A few notes on the config:

  • context: 130000 matches the LM Studio setting. Keep these aligned to avoid context overflow issues.
  • output: 32768 gives enough room for long code generation tasks. Unsloth recommends 32,768 tokens for most queries.
  • reasoning: true enables the hybrid-thinking mode. This is what gives Qwen3.6 its chain-of-thought behavior.
  • modalities includes image input for vision tasks.

Auto-generating the Model List

LM Studio exposes a local API at http://localhost:1234/api/v1/models. I wrote a script to fetch the model list and generate the providers config automatically.

The script lives at ~/.config/scripts/_gen-lmstudio-model.sh. You can find it on GitHub Gist: johnnyasantoss/_gen-lmstudio-model.sh.

It uses only jq, node, and bash. No dependencies to install.

The script fetches models from the LM Studio API, filters for LLM types, and generates a provider JSON block. It supports two modes:

  • Merge mode (default): Merges fetched models with your existing config, preserving any custom settings you have added.
  • Reset mode (--reset): Replaces the models field entirely with the API response.

Both modes support --dry-run to preview changes before applying them.

The script parses display names, formats, and quantization info from the API to build readable model identifiers. A deep-merge.js helper handles the JSON merging logic.

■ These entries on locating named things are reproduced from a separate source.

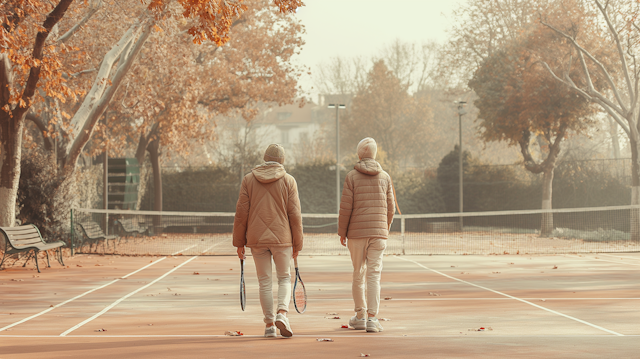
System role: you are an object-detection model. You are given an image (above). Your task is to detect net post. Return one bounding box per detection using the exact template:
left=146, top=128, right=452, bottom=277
left=69, top=208, right=73, bottom=256
left=400, top=215, right=405, bottom=255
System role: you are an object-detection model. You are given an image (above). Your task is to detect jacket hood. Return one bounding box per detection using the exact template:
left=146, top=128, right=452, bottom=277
left=353, top=158, right=382, bottom=176
left=251, top=162, right=287, bottom=183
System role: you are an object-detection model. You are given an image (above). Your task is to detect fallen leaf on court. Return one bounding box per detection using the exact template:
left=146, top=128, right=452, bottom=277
left=468, top=327, right=493, bottom=332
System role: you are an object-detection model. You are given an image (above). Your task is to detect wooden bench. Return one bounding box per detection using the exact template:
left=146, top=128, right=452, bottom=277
left=78, top=221, right=117, bottom=255
left=116, top=218, right=147, bottom=236
left=0, top=224, right=65, bottom=273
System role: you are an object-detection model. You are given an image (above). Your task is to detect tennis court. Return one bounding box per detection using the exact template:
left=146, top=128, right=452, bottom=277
left=0, top=250, right=640, bottom=359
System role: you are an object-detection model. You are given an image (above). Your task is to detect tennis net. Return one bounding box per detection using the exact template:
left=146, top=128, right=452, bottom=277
left=71, top=206, right=640, bottom=255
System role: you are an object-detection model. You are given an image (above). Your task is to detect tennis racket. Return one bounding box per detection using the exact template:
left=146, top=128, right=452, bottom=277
left=240, top=259, right=247, bottom=312
left=293, top=258, right=307, bottom=314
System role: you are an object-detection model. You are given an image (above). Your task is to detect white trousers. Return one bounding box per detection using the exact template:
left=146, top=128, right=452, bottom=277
left=251, top=247, right=293, bottom=324
left=347, top=238, right=387, bottom=318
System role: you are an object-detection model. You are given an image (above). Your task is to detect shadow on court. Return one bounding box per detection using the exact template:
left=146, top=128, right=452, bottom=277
left=0, top=253, right=640, bottom=359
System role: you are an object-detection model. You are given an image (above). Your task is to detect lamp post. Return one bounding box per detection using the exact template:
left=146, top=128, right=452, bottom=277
left=327, top=103, right=347, bottom=214
left=456, top=101, right=467, bottom=231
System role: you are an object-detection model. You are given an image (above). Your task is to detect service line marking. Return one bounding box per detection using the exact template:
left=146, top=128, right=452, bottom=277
left=0, top=257, right=167, bottom=332
left=60, top=242, right=224, bottom=337
left=394, top=256, right=624, bottom=337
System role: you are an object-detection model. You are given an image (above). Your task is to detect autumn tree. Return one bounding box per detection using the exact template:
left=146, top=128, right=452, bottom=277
left=469, top=28, right=594, bottom=236
left=101, top=0, right=303, bottom=210
left=0, top=0, right=302, bottom=226
left=541, top=0, right=640, bottom=240
left=341, top=60, right=432, bottom=167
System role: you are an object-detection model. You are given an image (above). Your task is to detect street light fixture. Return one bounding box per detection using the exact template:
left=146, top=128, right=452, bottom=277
left=327, top=103, right=347, bottom=214
left=455, top=101, right=467, bottom=231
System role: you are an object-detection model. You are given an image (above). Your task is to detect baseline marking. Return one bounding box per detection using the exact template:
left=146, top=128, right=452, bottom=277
left=394, top=256, right=624, bottom=337
left=0, top=334, right=640, bottom=340
left=598, top=253, right=640, bottom=261
left=565, top=254, right=640, bottom=267
left=0, top=257, right=167, bottom=332
left=59, top=242, right=224, bottom=337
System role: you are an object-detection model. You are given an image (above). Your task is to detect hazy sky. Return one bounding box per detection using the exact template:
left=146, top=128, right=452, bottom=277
left=297, top=0, right=465, bottom=100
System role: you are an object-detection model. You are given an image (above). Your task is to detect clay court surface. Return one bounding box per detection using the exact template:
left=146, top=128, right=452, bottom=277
left=0, top=253, right=640, bottom=359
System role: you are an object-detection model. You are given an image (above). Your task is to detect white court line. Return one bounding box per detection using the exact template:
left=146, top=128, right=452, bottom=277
left=171, top=244, right=197, bottom=256
left=0, top=257, right=166, bottom=332
left=0, top=331, right=640, bottom=340
left=394, top=256, right=624, bottom=337
left=565, top=254, right=640, bottom=267
left=598, top=253, right=640, bottom=261
left=60, top=241, right=224, bottom=337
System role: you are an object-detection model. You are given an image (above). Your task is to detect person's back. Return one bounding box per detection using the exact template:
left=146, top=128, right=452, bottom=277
left=233, top=144, right=303, bottom=337
left=338, top=137, right=395, bottom=332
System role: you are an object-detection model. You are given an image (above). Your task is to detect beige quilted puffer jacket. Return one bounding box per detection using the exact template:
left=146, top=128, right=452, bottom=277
left=338, top=158, right=396, bottom=239
left=233, top=162, right=302, bottom=251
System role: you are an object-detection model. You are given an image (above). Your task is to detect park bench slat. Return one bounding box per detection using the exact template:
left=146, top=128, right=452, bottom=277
left=0, top=224, right=65, bottom=273
left=3, top=226, right=38, bottom=234
left=7, top=232, right=40, bottom=241
left=12, top=238, right=42, bottom=247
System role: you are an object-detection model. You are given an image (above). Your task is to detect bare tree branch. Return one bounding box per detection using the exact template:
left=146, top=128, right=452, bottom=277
left=56, top=0, right=102, bottom=44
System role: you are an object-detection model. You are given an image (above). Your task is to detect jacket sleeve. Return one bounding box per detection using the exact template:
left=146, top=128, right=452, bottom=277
left=338, top=175, right=353, bottom=237
left=287, top=177, right=303, bottom=252
left=233, top=177, right=251, bottom=247
left=387, top=176, right=396, bottom=229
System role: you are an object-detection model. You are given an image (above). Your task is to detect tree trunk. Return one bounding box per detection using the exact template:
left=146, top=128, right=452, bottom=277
left=609, top=116, right=620, bottom=160
left=629, top=136, right=640, bottom=241
left=148, top=139, right=164, bottom=235
left=0, top=114, right=24, bottom=227
left=540, top=167, right=554, bottom=237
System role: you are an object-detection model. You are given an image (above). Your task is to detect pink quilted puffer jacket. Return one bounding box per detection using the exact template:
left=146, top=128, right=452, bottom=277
left=233, top=162, right=303, bottom=251
left=338, top=158, right=396, bottom=239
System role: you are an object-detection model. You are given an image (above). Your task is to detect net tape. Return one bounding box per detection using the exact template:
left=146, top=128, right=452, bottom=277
left=73, top=206, right=640, bottom=255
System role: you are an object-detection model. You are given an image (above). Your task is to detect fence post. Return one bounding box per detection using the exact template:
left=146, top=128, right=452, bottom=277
left=69, top=208, right=73, bottom=256
left=400, top=215, right=405, bottom=255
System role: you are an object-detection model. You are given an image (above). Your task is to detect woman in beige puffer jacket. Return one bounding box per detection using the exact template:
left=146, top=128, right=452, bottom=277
left=233, top=145, right=302, bottom=337
left=338, top=137, right=395, bottom=332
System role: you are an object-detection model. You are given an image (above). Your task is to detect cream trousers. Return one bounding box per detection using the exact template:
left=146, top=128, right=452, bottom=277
left=347, top=238, right=387, bottom=318
left=251, top=247, right=293, bottom=324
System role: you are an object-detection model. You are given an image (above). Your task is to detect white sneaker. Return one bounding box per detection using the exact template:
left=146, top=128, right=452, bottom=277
left=367, top=317, right=382, bottom=333
left=276, top=313, right=293, bottom=338
left=349, top=315, right=367, bottom=330
left=264, top=325, right=278, bottom=338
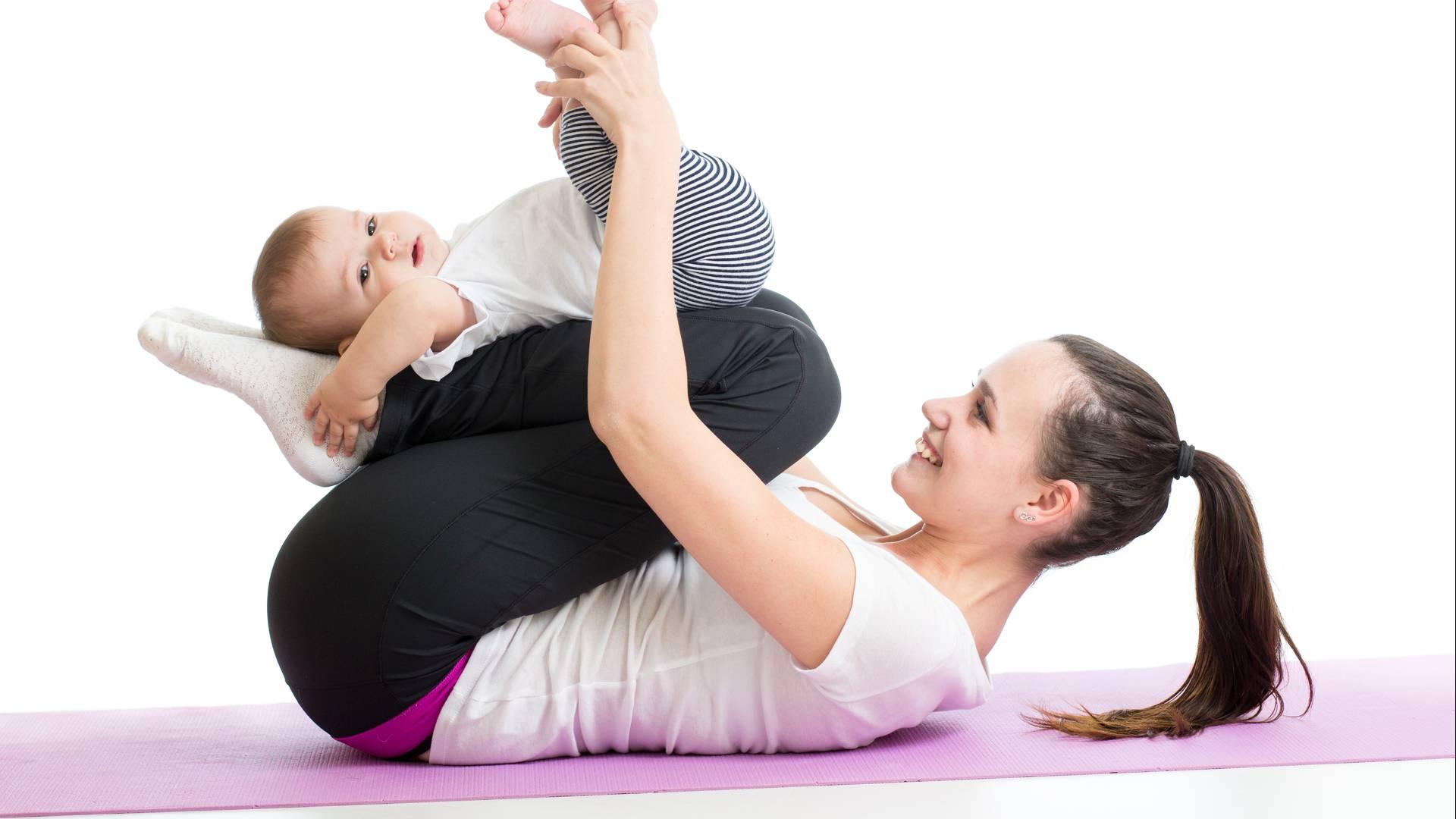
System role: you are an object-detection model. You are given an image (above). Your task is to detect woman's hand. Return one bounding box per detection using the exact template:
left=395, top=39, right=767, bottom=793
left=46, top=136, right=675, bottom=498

Run it whenever you add or remove models in LM Studio. The config stays in sync.

Results & Takeaways

The performance is solid. ~49.5tk/s with near-zero variance. Warmed TTFT around 240ms. Predictable latency for a 35B model running locally on Apple Silicon.

Running locally means the model, the parameters, and the context all stay on your machine. No API calls to external services.

Open weights, open source tools, local inference. This is the stack for individual sovereignty in AI.

I plan to experiment with LLamaBarn next. But for now, LM Studio + OpenCode + Qwen3.6 is a setup I am happy with.


This post was written with the help of Qwen3.6-35B-A3B and OpenCode.